Inline module expr

There was a feature I feel should be in OCaml : the ability to use a functor directly instead of having to name its result.
I felt that instead of
module SString = Set.Make(String)
let e = SString.empty
should have been able to do :
let e = Set(String).empty
In my opinion this is way clearer, and makes use of functors more confortable (up to a point).
I did a very rough draft here : https://github.com/EmileTrotignon/ocaml/tree/inline-module-expr
The implemented syntax provided is inferior to the one I wanted. First of all you still have to use Set.Make(String) and you cannot use Set(String), but I think this a library issue.
The working syntax is the following:

let empty = (.[Set.Make(String)].).empty
let set1 = (.[Set.Make(String)].).singleton "abc"
let set2 = (.[Set.Make(String)].).singleton "def"

let _ = 
  (.[Set.Make(String)].).iter (fun s -> print_endline s) ((.[Set.Make(String)].).union set1 set2)

I put those dirty “(.[” around the module-expr node because this was the fastest way for me to remove the conflicts in the grammar. It is not meant to stay that way.

And also the way I implemented that pollute the namespace inside the expressions, because I only modified the parser ( “module_expr.ident” is compiled to “let module Inlined_____ = module_expr in Inlined_____.ident”).

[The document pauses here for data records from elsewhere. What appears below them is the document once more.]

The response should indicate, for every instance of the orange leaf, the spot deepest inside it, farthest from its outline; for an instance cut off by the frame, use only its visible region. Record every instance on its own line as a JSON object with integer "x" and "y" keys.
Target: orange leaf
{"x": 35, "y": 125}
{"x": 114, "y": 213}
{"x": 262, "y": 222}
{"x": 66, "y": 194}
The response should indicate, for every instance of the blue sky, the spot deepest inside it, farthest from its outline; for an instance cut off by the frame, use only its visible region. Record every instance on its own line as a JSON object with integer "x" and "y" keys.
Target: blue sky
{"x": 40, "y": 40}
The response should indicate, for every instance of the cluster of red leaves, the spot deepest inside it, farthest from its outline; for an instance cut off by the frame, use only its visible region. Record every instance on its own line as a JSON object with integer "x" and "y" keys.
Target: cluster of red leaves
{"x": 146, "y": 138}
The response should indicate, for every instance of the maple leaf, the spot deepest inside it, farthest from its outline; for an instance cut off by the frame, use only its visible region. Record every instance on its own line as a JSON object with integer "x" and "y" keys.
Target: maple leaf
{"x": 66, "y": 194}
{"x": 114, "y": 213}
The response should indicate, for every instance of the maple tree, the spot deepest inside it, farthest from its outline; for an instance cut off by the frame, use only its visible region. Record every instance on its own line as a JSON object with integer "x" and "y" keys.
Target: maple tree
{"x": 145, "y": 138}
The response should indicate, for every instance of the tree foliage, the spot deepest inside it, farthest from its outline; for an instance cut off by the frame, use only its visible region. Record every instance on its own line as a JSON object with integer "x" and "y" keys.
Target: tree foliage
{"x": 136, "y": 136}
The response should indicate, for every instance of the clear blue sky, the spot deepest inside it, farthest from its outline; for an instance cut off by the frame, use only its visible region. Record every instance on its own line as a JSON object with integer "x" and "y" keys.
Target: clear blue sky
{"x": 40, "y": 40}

I make this post to discuss this feature : was it already discussed (I found no trace) ? Is it even a good idea ? If you think it is a good idea, how should I (or someone else) go about implementing it cleanly ?

2 Likes

It’s a minor thing, but I also am not super-fond of having (sometimes duplicated) modules here and there to hold the results of simple functor applications.

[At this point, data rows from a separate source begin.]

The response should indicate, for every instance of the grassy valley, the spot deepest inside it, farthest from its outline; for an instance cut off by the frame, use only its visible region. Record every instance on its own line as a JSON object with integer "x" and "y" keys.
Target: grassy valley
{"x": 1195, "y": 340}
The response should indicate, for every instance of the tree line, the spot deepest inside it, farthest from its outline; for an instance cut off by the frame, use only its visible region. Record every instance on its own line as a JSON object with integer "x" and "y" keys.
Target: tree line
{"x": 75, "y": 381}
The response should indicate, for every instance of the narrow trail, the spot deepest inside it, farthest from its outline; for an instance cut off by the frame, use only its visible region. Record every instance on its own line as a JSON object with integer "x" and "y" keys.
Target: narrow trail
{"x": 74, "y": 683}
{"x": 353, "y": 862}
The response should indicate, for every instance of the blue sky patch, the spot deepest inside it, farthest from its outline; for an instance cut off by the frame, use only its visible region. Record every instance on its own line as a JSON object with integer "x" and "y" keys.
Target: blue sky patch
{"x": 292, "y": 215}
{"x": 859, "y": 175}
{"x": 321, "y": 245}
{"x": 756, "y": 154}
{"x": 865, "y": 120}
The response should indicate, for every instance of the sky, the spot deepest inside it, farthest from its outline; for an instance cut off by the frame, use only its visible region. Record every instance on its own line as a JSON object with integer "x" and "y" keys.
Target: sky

AFAICT, the main approach that happens to address this is used in Jane Street’s libraries, where functors are de-emphasized. Rather, a module bearing type and e.g. comparator implementations is passed by value to “constructors”:

let empty = Set.empty (module String)
let set1 = Set.singleton (module String) "abc"

Note though that this approach does carry a performance penalty, as explored here: Functorial vs "comparator" container interfaces?

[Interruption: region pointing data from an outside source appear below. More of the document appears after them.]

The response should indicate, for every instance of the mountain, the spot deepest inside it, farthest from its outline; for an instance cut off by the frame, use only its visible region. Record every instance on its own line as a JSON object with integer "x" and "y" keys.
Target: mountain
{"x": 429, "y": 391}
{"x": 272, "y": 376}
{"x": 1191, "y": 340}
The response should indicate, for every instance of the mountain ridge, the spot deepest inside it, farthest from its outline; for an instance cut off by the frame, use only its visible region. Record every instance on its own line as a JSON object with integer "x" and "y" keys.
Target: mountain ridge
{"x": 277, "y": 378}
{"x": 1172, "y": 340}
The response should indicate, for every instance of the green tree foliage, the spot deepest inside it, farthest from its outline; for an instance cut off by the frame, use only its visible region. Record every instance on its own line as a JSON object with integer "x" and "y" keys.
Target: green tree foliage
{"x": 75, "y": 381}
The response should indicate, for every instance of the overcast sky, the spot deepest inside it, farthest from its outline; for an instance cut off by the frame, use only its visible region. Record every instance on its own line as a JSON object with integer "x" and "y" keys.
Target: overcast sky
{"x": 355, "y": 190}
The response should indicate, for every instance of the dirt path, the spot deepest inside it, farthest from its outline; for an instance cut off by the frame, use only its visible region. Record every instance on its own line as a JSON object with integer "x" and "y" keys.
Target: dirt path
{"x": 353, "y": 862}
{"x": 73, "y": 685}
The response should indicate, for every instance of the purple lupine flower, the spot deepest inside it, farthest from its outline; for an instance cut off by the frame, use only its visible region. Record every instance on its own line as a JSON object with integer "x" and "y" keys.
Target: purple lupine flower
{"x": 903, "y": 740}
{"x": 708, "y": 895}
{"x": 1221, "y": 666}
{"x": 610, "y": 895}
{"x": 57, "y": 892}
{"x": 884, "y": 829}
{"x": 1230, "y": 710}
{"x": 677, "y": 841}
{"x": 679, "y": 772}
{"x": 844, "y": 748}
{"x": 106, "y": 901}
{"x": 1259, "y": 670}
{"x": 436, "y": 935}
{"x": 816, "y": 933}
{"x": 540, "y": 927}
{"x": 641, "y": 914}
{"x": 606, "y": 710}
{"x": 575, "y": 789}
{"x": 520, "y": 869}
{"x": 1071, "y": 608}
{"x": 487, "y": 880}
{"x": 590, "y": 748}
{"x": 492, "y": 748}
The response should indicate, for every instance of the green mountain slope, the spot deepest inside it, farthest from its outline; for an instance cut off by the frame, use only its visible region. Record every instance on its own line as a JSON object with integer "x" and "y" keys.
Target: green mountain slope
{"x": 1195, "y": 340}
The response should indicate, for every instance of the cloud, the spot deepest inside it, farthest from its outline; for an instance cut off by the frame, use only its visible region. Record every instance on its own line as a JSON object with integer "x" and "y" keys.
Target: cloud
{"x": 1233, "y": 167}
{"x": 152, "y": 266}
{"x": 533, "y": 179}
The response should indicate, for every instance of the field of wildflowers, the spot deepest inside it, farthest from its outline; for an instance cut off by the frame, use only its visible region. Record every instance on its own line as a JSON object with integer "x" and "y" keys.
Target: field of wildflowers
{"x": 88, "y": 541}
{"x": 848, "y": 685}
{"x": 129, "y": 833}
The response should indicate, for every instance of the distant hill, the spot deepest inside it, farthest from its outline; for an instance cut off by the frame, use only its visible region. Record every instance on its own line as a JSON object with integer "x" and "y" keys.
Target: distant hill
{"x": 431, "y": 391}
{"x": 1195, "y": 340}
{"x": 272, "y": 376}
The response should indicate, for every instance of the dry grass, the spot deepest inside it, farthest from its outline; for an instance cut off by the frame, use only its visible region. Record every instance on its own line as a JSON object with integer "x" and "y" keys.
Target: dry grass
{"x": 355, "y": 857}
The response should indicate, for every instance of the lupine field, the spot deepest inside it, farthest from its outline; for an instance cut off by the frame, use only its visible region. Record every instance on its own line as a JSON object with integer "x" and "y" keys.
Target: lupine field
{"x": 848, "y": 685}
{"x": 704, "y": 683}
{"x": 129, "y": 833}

FWIW, I would personally appreciate something like Set(String).empty, which could probably be made as efficient as the current functor approach.

1 Like

Well, that’s the problem.

The entire reason why applying functors in path is currently forbidden is that it is misleading wrt performances. Many users seem to think that functors are statically applied. That’s not the case. If you put a functor application in each call to Map(Foo).add, you need to compute that functor application every time, and it’s not particularly cheap.

The decision to forbid them syntactically was made at a time where the compiler did very few optimizations, which would make such repeated functor application a performance disaster.

Nowadays, you could argue that the compiler could be a lot more aggressive in optimizing such code patterns. Nevertheless, things are not so simple:

  1. Some functors are not pure, so constant-folding them changes the semantics
  2. We still do not have real program-wide optimisations, so each module will have its own application of the functor, duplicating a lot of works
  3. OCaml is often praised for having very good “baseline” performances, before trying to optimize your code. The situation with functors-in-path put it a pretty similar situation to Haskell whose perf baseline is at the whim of the optimizer.

All that being said, such optims are not exactly rocket science (flambda is pretty good at doing them) and more importantly, we are going to need them for modular implicits anyway, so who knows …

2 Likes

I did not know about the way Core does that, it’s very interesting.

I do think my implementation is as efficient as the current approach, in terms of runtime efficiency at least, if defunctorisation is a thing (is it ?)

Why not just implement this as a PPX rewriter? Something that converts

[%module Set.Make(String)].empty
into
let module SS = Set.Make(String) in SS.empty

?

I recognize that the syntax is a -little- cumbersome, but then again, this is precisely the tradeoff that was made when OCaml went with PPX rewriters over syntax-extension (and I support that tradeoff: it has achieved its desired effect – that you can safely combine multiple PPX rewriters from completely independent authors with a good deal of confidence).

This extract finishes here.